Laboratoire de Biologie et Modélisation de la Cellule, ENS de Lyon, Université Claude Bernard, CNRS UMR 5239, INSERM U1293, 46 Allée d'Italie Site Jacques Monod, F-69007 Lyon, France.
Research Group on Vestibular Pathophysiology, CNRS, Unit GDR2074, F-13331 Marseille, France.
Int J Mol Sci. 2024 Feb 14;25(4):2267. doi: 10.3390/ijms25042267.

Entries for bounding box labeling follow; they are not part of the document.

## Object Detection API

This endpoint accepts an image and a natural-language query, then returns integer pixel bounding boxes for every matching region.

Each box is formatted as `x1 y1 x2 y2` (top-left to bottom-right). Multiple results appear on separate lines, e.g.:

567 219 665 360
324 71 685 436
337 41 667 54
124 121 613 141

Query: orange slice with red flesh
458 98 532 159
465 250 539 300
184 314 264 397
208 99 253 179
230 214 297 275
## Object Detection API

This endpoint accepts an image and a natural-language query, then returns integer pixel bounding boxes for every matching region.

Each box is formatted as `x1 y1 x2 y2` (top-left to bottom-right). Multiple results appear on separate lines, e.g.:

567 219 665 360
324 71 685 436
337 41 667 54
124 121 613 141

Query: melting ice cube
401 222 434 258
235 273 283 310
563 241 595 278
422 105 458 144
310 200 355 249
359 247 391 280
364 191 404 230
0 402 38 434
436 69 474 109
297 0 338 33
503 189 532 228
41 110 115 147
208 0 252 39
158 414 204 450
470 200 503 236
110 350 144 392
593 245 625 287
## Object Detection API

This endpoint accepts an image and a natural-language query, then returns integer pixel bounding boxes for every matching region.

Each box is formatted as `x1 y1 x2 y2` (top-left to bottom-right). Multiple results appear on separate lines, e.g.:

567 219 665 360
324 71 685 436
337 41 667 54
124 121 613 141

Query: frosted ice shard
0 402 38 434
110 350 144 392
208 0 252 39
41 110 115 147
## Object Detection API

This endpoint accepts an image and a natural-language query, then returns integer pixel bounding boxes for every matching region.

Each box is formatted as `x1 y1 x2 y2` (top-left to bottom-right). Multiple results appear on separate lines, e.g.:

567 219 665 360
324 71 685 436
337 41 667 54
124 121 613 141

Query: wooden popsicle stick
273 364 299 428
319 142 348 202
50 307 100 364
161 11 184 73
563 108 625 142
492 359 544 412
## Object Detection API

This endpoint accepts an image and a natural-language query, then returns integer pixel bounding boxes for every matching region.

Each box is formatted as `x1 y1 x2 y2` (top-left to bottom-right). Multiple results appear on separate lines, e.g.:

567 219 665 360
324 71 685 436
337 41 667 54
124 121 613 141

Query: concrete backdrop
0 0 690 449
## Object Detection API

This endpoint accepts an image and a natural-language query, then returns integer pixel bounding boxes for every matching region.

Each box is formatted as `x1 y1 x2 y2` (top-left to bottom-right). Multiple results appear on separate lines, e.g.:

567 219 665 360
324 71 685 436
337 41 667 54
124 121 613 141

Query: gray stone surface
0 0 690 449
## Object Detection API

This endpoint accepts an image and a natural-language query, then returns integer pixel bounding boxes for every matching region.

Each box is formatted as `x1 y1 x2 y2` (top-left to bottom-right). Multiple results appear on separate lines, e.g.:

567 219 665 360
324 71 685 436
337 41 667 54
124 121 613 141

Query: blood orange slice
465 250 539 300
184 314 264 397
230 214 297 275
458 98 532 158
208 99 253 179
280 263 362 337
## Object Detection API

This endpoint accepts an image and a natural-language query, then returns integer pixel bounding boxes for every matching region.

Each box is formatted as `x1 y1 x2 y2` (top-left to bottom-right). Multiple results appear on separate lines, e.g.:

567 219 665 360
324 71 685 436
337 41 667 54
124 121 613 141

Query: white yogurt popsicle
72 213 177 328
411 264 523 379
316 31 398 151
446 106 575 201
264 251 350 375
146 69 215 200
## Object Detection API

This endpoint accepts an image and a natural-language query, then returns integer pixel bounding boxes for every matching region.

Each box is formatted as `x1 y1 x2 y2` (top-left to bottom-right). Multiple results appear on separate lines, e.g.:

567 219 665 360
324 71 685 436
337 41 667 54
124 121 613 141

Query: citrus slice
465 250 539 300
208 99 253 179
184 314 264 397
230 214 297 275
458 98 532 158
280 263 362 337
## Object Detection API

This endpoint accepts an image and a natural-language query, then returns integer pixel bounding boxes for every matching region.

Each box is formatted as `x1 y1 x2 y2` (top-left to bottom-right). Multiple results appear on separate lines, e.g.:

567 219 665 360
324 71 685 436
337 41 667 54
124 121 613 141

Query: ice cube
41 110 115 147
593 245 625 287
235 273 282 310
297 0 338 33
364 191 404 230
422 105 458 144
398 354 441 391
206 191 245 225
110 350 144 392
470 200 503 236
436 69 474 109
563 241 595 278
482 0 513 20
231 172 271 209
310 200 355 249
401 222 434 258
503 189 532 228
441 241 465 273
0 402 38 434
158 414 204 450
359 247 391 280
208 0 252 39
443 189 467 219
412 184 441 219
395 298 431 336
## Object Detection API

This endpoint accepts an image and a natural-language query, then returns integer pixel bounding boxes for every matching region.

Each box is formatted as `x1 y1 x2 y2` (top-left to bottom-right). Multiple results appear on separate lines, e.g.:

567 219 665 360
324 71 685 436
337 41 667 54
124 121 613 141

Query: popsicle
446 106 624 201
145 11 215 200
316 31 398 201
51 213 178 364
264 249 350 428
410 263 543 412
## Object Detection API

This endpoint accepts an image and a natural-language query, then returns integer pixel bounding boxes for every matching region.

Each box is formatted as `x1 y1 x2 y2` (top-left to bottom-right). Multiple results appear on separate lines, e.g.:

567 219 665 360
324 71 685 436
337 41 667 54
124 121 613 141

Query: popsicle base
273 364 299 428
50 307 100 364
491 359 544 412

Aquaporins (AQPs) constitute a wide family of water channels implicated in all kind of physiological processes. Zinc is the second most abundant trace element in the human body and a few studies have highlighted regulation of AQP0 and AQP4 by zinc. In the present work, we addressed the putative regulation of AQPs by zinc cations in silico through molecular dynamics simulations of human AQP0, AQP2, AQP4, and AQP5. Our results align with other scales of study and several in vitro techniques, hence strengthening the reliability of this regulation by zinc. We also described two distinct putative molecular mechanisms associated with the increase or decrease in AQPs' water permeability after zinc binding. In association with other studies, our work will help deciphering the interaction networks existing between zinc and channel proteins.
水通道蛋白(AQP)构成了一个广泛的家族,涉及各种生理过程。锌是人体内第二丰富的微量元素,有几项研究强调了锌对 AQP0 和 AQP4 的调节作用。在本工作中,我们通过对人 AQP0、AQP2、AQP4 和 AQP5 的分子动力学模拟,从计算的角度探讨了锌离子对 AQP 的可能调节作用。我们的结果与其他研究尺度和几种体外技术一致,因此加强了锌对其调节的可靠性。我们还描述了两种与锌结合后 AQP 水通透性增加或减少相关的独特的假定分子机制。结合其他研究,我们的工作将有助于破译锌与通道蛋白之间存在的相互作用网络。